The ROC curve can be compared with the sex concordance check and the combined predictive power using the ./diagnostic-scripts/plot-roc-figures.R script.

Introducing fake mix-ups

./generate-sample-couplings.R is a script that introduces a number of fake mix-ups or downsamples the number of samples. This can be helpful when you are trying to obtain a reliable ROC. The script can be used as follows.:

usage: ./generate-sample-couplings.R [-h]
                                     [--mix-up-percentage MIX_UP_PERCENTAGE]
                                     [--sample-count SAMPLE_COUNT] --out OUT
                                     [--sample-coupling-file-exclude SAMPLE_COUPLING_FILE_EXCLUDE]
                                     (--sample-coupling-file-include SAMPLE_COUPLING_FILE_INCLUDE 
                                       | --phenotypes-file PHENOTYPES_FILE)

optional arguments:
  -h, --help            show this help message and exit
  --mix-up-percentage MIX_UP_PERCENTAGE
                        introduce mix-ups in link fileand phenotype sample ids
                        in the second column
  --sample-count SAMPLE_COUNT
                        number of samples to include in the coupling file
  --out OUT             path to output prefix
  --sample-coupling-file-exclude SAMPLE_COUPLING_FILE_EXCLUDE
                        file containing genotype sample ids in the first
                        column, and phenotype sample ids in the second
                        column. the samples in the genotype column will be
                        exluded.
  --sample-coupling-file-include SAMPLE_COUPLING_FILE_INCLUDE
                        file containing genotype sample ids in the first
                        columnand phenotype sample ids in the second
                        columnthese samples will be used as a starting point.
  --phenotypes-file PHENOTYPES_FILE
                        path to a tab-delimited file holding all processed
                        phenotype data.

Receiver operating characteristics

More ROC curves can be plotted using the ./src/diagnostic-scripts/plot-roc-figures.R script.
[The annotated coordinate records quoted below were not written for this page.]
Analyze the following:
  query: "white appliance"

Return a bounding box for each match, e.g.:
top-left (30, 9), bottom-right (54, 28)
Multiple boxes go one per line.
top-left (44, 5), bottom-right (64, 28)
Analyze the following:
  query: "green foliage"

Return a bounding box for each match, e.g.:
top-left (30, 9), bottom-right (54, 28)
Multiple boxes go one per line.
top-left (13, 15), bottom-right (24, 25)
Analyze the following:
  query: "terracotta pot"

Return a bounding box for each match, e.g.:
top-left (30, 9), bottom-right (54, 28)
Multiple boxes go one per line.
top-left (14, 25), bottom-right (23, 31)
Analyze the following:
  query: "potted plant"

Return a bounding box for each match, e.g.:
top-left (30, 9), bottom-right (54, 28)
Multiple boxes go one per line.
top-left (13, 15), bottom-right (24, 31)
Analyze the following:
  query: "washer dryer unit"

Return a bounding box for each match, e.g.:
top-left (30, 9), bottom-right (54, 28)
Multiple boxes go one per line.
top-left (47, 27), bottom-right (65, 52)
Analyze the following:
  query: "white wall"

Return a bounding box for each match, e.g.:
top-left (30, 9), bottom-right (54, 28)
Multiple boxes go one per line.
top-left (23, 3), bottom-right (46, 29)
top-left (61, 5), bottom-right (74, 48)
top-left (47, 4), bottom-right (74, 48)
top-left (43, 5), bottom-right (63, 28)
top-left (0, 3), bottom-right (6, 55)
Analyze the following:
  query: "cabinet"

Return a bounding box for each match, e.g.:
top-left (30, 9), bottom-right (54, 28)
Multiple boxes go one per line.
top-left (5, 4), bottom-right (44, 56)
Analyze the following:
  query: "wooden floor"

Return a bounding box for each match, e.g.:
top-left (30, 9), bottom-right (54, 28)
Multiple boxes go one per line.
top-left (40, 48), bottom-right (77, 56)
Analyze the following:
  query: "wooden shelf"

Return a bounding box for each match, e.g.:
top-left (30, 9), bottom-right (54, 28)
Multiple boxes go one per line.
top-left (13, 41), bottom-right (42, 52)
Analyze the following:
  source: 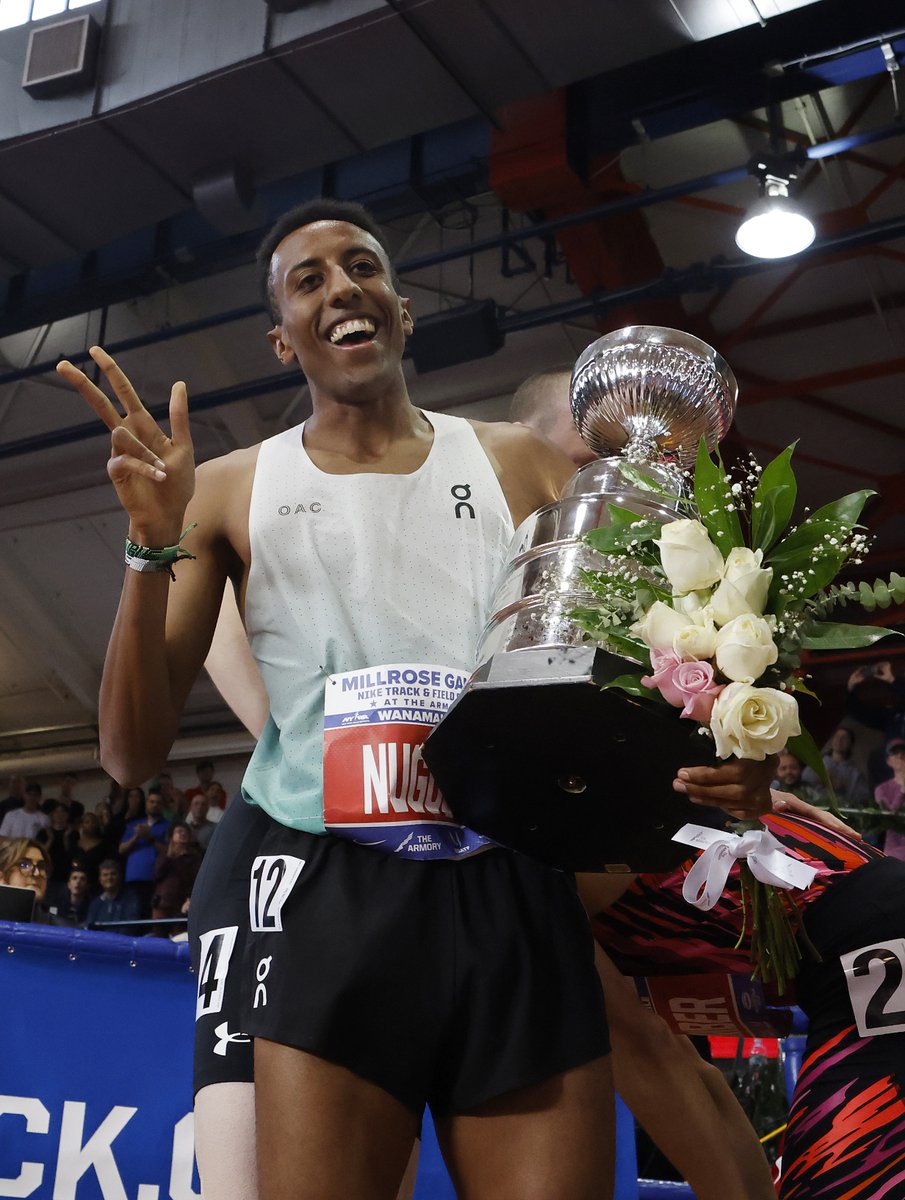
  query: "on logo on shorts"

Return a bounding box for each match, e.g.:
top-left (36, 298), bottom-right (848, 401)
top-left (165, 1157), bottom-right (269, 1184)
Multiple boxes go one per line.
top-left (248, 854), bottom-right (305, 934)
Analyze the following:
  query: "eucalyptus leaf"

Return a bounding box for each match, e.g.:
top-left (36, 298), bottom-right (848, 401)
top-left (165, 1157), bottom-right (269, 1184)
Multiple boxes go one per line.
top-left (751, 442), bottom-right (798, 553)
top-left (802, 620), bottom-right (903, 650)
top-left (695, 438), bottom-right (744, 558)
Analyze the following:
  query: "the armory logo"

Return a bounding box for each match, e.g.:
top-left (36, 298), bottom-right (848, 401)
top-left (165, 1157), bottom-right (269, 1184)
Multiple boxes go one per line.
top-left (276, 500), bottom-right (320, 517)
top-left (449, 484), bottom-right (474, 521)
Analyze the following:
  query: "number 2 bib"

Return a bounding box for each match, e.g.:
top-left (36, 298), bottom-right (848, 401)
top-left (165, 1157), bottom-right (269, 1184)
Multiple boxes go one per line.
top-left (324, 662), bottom-right (493, 859)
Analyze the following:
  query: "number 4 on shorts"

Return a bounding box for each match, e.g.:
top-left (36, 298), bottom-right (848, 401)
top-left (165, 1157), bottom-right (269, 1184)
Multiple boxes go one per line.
top-left (839, 937), bottom-right (905, 1038)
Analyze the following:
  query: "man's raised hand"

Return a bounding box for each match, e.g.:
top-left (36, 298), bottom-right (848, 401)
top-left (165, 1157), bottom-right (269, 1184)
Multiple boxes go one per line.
top-left (56, 346), bottom-right (194, 546)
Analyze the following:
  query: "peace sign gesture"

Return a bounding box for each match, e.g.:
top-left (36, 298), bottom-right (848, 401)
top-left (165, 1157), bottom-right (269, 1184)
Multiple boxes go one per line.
top-left (56, 346), bottom-right (194, 546)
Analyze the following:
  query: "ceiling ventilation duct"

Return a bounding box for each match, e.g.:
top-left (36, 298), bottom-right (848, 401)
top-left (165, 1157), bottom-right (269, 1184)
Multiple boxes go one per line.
top-left (264, 0), bottom-right (311, 12)
top-left (408, 300), bottom-right (504, 374)
top-left (22, 13), bottom-right (101, 100)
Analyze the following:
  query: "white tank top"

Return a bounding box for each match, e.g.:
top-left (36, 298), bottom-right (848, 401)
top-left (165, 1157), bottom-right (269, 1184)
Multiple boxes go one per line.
top-left (242, 413), bottom-right (514, 833)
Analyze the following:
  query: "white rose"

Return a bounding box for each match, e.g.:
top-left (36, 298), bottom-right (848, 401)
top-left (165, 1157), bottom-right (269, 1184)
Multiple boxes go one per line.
top-left (715, 612), bottom-right (779, 683)
top-left (711, 546), bottom-right (773, 625)
top-left (711, 683), bottom-right (802, 762)
top-left (631, 600), bottom-right (691, 650)
top-left (655, 521), bottom-right (723, 595)
top-left (672, 610), bottom-right (717, 659)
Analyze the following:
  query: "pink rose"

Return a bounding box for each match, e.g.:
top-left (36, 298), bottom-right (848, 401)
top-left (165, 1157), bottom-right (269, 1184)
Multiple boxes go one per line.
top-left (641, 649), bottom-right (725, 725)
top-left (670, 662), bottom-right (725, 725)
top-left (641, 648), bottom-right (685, 708)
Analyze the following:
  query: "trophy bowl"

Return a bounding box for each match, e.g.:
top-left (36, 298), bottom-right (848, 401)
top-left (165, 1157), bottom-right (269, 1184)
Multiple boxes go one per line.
top-left (424, 325), bottom-right (737, 872)
top-left (570, 325), bottom-right (738, 470)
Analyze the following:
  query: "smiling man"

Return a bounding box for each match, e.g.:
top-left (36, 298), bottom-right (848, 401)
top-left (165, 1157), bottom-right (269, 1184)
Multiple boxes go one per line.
top-left (60, 200), bottom-right (769, 1200)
This includes ROC curves for a sex-check as well as a combined ROC curve. confusion matrix are also visualized. The script can be executed as described below:

usage: ./diagnostic-scripts/plot-roc-figures.R [-h] --dir DIR
                                               --phenotypes-file
                                               PHENOTYPES_FILE

optional arguments:
  -h, --help            show this help message and exit
  --dir DIR             path from where to read sample swap prediction
                        results.
  --phenotypes-file PHENOTYPES_FILE
                        path to a tab-delimited file holding all processed
                        phenotype data.

Simulating data

We simulated data according to the ./src/lifelines/simulations/simulate-data.R script. This script is tailored to the Lifelines data. It will generate datasets with explained variance of 50%, 100%, 150%, and 200% of the original explained variance, and 10, 25, 50, 75 and 100 traits.